Monday's fourth-round play at the All England Club produced more upsets at the top of the women's seedings, but also offered more convincing wins from the champions and title contenders.
Second-seeded Jelena Jankovic, hobbled by a knee injury, fell 6-3, 6-2 to Tamarine Tanasugarn. No. 4 Svetlana Kuznetsova, the 2004 U.S. Open champion, lost 6-4, 1-6, 7-5 to 19-year-old Agnieszka Radwanska.
With top-seeded Ana Ivanovic and No. 3 Maria Sharapova eliminated last week, none of the top four seeded women reached the quarterfinals -- the first time that's happened at any Grand Slam tournament in the 40-year history of the Open era.
The highest women's seeded player left is No. 5 Elena Dementieva, who cruised to a 6-2, 6-1 win over Shahar Peer. Only three of the top 14 seeded women are left.
The other two are the Williams sisters.
Defending champion and seventh-seeded Venus Williams beat Russian teenager Alisa Kleybanova 6-3, 6-4, while two-time winner and No. 6 Serena downed Bethanie Mattek -- the only other American left in the men's or women's draw -- 6-3, 6-3.
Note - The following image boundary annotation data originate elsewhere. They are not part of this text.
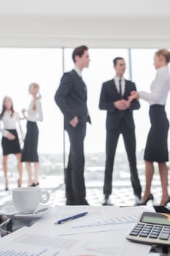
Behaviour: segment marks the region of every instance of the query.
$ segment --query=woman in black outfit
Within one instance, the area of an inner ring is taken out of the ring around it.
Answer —
[[[144,159],[145,160],[146,187],[142,204],[153,200],[150,192],[151,182],[154,173],[153,162],[158,164],[162,187],[161,205],[166,206],[170,202],[168,192],[168,131],[169,120],[166,117],[165,106],[168,93],[170,90],[170,76],[168,64],[170,61],[170,53],[166,49],[158,50],[154,57],[154,64],[157,70],[156,77],[151,84],[151,92],[134,91],[129,99],[143,99],[150,103],[150,129]]]
[[[6,96],[3,100],[2,110],[0,114],[0,121],[3,123],[3,129],[1,128],[2,133],[1,146],[3,152],[3,169],[5,178],[5,190],[8,190],[8,177],[7,177],[7,159],[8,155],[15,154],[18,159],[18,170],[19,178],[18,186],[22,184],[22,163],[20,145],[17,131],[17,127],[20,128],[21,138],[23,139],[23,132],[20,123],[20,116],[14,110],[12,99]]]
[[[31,83],[29,93],[32,96],[28,110],[23,109],[22,112],[25,118],[27,119],[27,131],[24,140],[22,153],[22,162],[26,162],[26,168],[28,176],[28,186],[35,187],[39,185],[39,156],[38,156],[38,138],[39,128],[37,121],[42,121],[42,112],[41,105],[41,97],[39,93],[39,86],[36,83]],[[31,163],[34,163],[34,174],[32,176]]]

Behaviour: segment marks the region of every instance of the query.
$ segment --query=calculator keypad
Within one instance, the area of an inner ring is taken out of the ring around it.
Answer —
[[[135,241],[141,239],[144,241],[146,238],[146,241],[150,242],[150,238],[152,238],[152,241],[155,240],[155,243],[158,241],[158,244],[161,244],[161,241],[162,243],[166,241],[170,244],[170,227],[139,222],[133,228],[129,236],[134,237]]]

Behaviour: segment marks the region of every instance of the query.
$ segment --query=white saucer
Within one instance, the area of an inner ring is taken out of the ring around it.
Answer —
[[[39,204],[36,208],[36,211],[42,210],[42,211],[36,212],[34,214],[15,214],[17,212],[16,208],[13,205],[7,206],[3,209],[0,210],[0,214],[5,215],[11,219],[31,219],[40,218],[41,217],[47,214],[50,210],[51,206],[44,204]],[[43,211],[44,209],[44,211]]]

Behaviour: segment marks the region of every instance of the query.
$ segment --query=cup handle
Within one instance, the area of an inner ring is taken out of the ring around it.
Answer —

Between them, four-time champion Venus and two-time winner Serena have won six of the last eight women's singles titles at Wimbledon. They're in opposite halves of the draw and could meet in the final Saturday. The Williams sisters faced each other in the 2002 and 2003 finals, with Serena winning both.
"Both of us have an opportunity to live our dream, so for us it's a plus," Venus Williams said.
In men's play, Federer swept Lleyton Hewitt -- the last man to win the title before his run of five straight titles -- 7-6 (7), 6-2, 6-4 on Centre Court to extend his winning streak on grass to 63 matches and 38 in a row at the All England Club.
Federer will next face the last player to beat him on grass and at Wimbledon -- Croatian Mario Ancic, who won in the first round in 2002. Ancic came from two sets down Monday to beat Fernando Verdasco 3-6, 4-6, 6-3, 6-4, 13-11. The final set alone lasted 1 hour, 35 minutes.
No. 2-ranked Nadal, runner-up to Federer the last two years, overcame an injury scare in the second game of the match and beat Mikhail Youzhny 6-3, 6-3, 6-1.
No. 10-seeded Marcos Baghdatis, a semifinalist in 2006 and quarterfinalist last year, squandered three match points in the fifth set. The Cypriot lost 5-7, 6-2, 3-6, 7-6 (4), 8-6 to Feliciano Lopez.
Also advancing among the men was former No. 1 Marat Safin, who beat No. 13 Stanislas Wawrinka in four sets.